105  

Когда она отступила, старуха полезла в карман пальто. Полли решила, что она достанет платок, удивившись, что ей впервые предстоит увидеть, как тетка плачет, но этого не случилось. Вместо платка тетя Эвви достала засохшую конфетку, такую, какой угощала Полли, когда та ходила в юбочке на бретельках.

– Хочешь конфетку, дорогая? – весело спросила она.


– 13 -


Сумерки постепенно вытесняли день.

Полли выпрямилась в своей качалке, как будто очнувшись ото сна.

Ударившись рукой о подлокотник, она сразу сжала зубы от боли, пронзившей от кисти до локтя, а потом сменившейся все тем же надоевшим покалыванием.

Значит, все-таки будет хуже. К вечеру или ночью. А, может быть, завтра, но обязательно будет.

Не обращай внимания на то, чего ты не в состоянии изменить, Полли, позаботься о том, что можешь, должна изменить. Ты обязана рассказать Алану правду о Келтоне. Обязана выгнать привидение из своей души.

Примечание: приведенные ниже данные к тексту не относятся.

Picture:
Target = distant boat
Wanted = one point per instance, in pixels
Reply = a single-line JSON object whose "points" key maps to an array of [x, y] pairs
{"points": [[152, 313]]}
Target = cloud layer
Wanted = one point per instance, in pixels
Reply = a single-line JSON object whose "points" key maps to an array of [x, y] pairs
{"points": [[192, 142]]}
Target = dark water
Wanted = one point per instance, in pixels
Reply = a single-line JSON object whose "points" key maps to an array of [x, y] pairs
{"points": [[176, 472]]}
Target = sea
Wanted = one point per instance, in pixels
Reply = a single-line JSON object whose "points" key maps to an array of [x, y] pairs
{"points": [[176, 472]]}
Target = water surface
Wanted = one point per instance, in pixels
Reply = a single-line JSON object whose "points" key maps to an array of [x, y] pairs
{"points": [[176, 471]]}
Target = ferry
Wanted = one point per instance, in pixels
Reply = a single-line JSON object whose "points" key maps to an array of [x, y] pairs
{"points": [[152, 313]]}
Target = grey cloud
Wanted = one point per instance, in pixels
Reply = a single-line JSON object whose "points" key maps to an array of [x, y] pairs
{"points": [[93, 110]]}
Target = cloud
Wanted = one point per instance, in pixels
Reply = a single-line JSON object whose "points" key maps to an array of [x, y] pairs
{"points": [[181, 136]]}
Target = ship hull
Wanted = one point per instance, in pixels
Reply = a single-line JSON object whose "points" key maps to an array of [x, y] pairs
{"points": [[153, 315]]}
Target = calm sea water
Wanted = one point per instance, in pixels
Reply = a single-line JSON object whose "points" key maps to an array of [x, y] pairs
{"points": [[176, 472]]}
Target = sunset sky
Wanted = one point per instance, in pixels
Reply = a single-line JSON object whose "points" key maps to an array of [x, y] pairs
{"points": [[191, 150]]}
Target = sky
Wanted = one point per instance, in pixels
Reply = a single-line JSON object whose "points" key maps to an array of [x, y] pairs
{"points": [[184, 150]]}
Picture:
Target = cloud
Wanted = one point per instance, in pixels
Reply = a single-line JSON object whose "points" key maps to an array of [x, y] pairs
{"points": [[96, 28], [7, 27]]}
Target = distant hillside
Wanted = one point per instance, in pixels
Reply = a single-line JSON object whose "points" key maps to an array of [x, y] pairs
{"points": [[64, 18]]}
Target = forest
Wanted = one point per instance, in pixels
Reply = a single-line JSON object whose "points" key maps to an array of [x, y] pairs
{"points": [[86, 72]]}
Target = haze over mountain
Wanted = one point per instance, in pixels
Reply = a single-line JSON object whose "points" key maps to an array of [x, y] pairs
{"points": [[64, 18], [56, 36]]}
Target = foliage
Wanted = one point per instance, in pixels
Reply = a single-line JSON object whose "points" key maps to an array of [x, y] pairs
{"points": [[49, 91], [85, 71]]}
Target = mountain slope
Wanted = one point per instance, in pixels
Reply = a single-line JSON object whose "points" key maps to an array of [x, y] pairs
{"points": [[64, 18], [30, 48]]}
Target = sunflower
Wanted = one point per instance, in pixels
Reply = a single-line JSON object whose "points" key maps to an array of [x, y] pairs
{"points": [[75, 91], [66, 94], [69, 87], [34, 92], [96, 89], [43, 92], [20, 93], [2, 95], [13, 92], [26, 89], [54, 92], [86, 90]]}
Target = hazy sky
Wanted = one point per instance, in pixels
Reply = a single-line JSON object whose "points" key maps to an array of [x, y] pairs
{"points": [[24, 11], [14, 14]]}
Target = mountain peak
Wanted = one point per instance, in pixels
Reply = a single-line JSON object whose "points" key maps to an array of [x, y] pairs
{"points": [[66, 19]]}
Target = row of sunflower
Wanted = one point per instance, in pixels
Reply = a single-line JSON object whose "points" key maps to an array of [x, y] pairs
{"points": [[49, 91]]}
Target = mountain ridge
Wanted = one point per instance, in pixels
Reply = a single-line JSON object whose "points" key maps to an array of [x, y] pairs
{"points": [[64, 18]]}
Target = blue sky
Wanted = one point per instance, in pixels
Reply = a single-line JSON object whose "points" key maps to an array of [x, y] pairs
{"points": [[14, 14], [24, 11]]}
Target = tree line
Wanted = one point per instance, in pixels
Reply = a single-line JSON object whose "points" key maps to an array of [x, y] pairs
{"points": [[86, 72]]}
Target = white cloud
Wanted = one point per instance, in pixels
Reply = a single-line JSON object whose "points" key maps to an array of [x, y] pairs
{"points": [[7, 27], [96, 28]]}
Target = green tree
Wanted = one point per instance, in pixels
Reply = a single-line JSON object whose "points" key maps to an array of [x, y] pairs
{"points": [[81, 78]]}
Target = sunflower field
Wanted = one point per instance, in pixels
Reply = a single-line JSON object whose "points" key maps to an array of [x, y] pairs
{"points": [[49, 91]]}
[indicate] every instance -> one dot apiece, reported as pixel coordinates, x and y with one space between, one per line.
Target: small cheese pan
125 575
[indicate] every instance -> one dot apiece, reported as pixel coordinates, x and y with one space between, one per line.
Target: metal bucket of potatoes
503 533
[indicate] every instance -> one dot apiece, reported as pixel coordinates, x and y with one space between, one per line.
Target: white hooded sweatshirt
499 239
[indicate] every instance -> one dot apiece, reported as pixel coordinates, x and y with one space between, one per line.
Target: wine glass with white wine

Но в ответ раздался другой голос – резкий, испуганный. Голос гордости, а, может быть, отвратительной спеси, как подумала Полли. Она была потрясена, настолько громко он прозвучал, требуя сохранить в тайне дела тех дней, той жизни, не эксгумировать их… ни для Алана, ни для кого другого.

Ни в коем случае, настаивал голос, несчастная жизнь и смерть твоего ребенка не должны стать достоянием пустобрехов города.

Что за глупость, Триша – спрашивала тетя Эвви. Тетя Эвви, которая ушла из жизни достаточно давно, после очередной «двойной накачки» своим любимым Гербертом Терейтонсом. Какое имеет значение, если Алан узнает, как на самом деле умер Келтон? Неужели ты думаешь, что кого-то до сих пор волнует проблема твоей тайной булочки, выпеченной в духовке? Ах ты, глупая гусыня!

Не тешь себя надеждой, все уже давным-давно думать об этом забыли. Эта новость не будет стоить лишней чашки кофе в закусочной у Нэн.

Может быть, и так… Но ведь он принадлежал ей, черт вас всех побери.

В жизни своей и смерти он принадлежал только ей. И она сама принадлежит себе – ни маме, ни папе, только себе. Та испуганная одинокая девочка, которая каждый вечер стирала в кухне в заржавленной раковине трусики, потому что у нее их всего было три пары, та девочка, у которой вечно на губе или на носу вскакивала лихорадка от простуды, девочка, которая частенько сидела на подоконнике, глядя в небо, а потом опускала горячий лоб в ладони и плакала, та девочка принадлежала только ей. Воспоминания о том, как Келтон насыщался, стиснув мягкими беззубыми деснами сосок маленькой груди, а она в это время читала дешевое издание романа Д. Мак-Дональда, прислушиваясь к завыванию сирен полицейских машин и карет скорой помощи за окном, эти воспоминания тоже принадлежат ей одной. Слезы, которые она выплакала, молчание, которое сохраняла, длинные туманные дни в забегаловке, где работала, пытаясь ускользнуть от итальянских рук и русских пальцев Норвилля Бейтса, смущение и стыд, с которым в конце концов установила с ним мир, независимость, за которую так боролась и которую так трудно было получить и сохранить… все это принадлежит только ей и не должно достаться городу.

Полли, дело не в том, станет это принадлежать городу или нет, о чем ты сама прекрасно знаешь. Дело в том, что будет принадлежать Алану.

Она отрицательно и упрямо мотала головой, сидя в качалке и даже не осознавая своего жеста. Она считала, что слишком долго и часто просыпалась ночами и оставалась без сна до утра, чтобы поделиться причиной этих мучений без борьбы. Настанет время, и она, безусловно, все Алану расскажет, она даже удивлена, что так долго этого не делает, но, видимо, время еще не настало. Конечно, нет… тем более, что руки подсказывают – ближайшие несколько дней и ночей тебе будет не до чего другого, кроме нас.

Зазвонил телефон. Скорее всего это Алан, вернулся с дежурства и хочет справиться, как она поживает. Полли встала и пошла к телефону. Аккуратно, двумя руками сняв трубку, она приготовилась сообщить ему то, что, как предполагала, он хочет от нее услышать. Голос тети Эвви пытался вмешаться, убедить, что ведет она себя глупо, неразумно, по-детски, и что такое поведение даже чревато опасностью. Но Полли заставила этот голос замолчать, резко и даже грубо.

– Алло? – громко и отчетливо произнесла она. – О, Алан, привет. Как ты? Хорошо.

Она слушала и улыбалась. Если бы она в этот момент взглянула в зеркало, то увидела бы женщину, которая готова закричать… но она не смотрела.